Four of those changes are related to injuries while the other was in response to Scotland’s expected six-day turnaround before next week’s game against Fiji, although that match was, as widely expected, called off on Friday lunchtime.

Up front, Oli Kebble starts at loosehead after Rory Sutherland damaged ankle ligaments, although Townsend said that the injury was not as bad as first feared. Hooker Fraser Brown will be alongside Kebble in the front row after recovering from a head knock, with George Turner on the bench and Stuart McInally dropping out of the 23 altogether. On the other side of the front row, Simon Berghan starts at tighthead prop, another position where Scotland have three good options, while Zander Fagerson begins on the bench and WP Nel drops out of the squad. Matt Fagerson starts at No 8 after recovering from injury, meaning that Blade Thomson drops to the bench, while Jamie Ritchie is fit to start at blindside flanker after sustaining an injury early in the win over Italy.
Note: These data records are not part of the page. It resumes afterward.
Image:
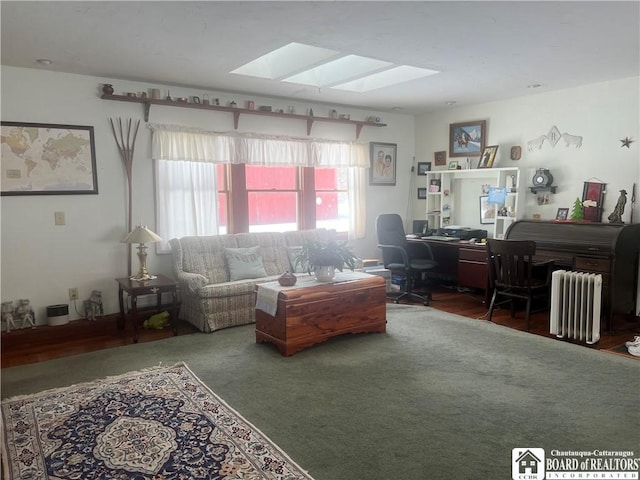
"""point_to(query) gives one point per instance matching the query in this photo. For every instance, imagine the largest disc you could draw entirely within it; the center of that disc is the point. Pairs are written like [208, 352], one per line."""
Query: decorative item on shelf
[488, 156]
[142, 235]
[25, 314]
[157, 321]
[7, 316]
[287, 279]
[618, 211]
[93, 305]
[577, 211]
[324, 257]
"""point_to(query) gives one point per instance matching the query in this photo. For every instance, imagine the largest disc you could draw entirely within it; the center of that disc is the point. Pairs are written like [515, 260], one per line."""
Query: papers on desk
[441, 238]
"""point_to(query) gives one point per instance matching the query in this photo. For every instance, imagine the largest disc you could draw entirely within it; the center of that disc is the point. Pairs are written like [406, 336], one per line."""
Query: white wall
[40, 261]
[602, 114]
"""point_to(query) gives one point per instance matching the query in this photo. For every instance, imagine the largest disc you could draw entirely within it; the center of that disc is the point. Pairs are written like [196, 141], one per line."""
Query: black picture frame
[424, 167]
[562, 214]
[383, 158]
[47, 159]
[467, 139]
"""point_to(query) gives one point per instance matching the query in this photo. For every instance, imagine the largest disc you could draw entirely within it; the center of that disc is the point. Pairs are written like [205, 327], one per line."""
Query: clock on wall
[542, 180]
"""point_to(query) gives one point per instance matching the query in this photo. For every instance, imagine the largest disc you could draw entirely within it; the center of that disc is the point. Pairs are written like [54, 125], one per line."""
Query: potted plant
[324, 257]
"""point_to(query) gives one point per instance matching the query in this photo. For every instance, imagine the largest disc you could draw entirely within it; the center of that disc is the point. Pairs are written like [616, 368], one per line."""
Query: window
[209, 183]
The one place where Townsend has changed his starting selection without injury as a factor is on the wing, where Blair Kinghorn displaces Edinburgh club-mate Darcy Graham, as he did at the end of Scotland’s win in Florence.

The Scotland coach has also drafted Saracens centre Duncan Taylor, who was not initially named in the squad, and Sean Maitland on to the bench as part of a planned rotation designed to give as many players as possible a run, with a view to building depth and competition. “We’re looking at this campaign as an opportunity to see other players play, and Fiji was going to be a big part of that,” Townsend said. “We certainly wanted to give players like Sean Maitland and Duncan Taylor, who are on the bench this week, the opportunity to be involved in our match day squads, because we know what good players they are and it increases competition. It means that players should be fresh when they get that opportunity in this seven-week period.”

Scotland are seeking a record sixth successive win, but face a formidable France side who won all of their Six Nations games except at Murrayfield, where prop Mohamed Haouas was sent off early in the Scots’ 28-17 win in March. The outcome against France will determine whether Scotland play Ireland in Dublin a week on Saturday or England at Twickenham the following day.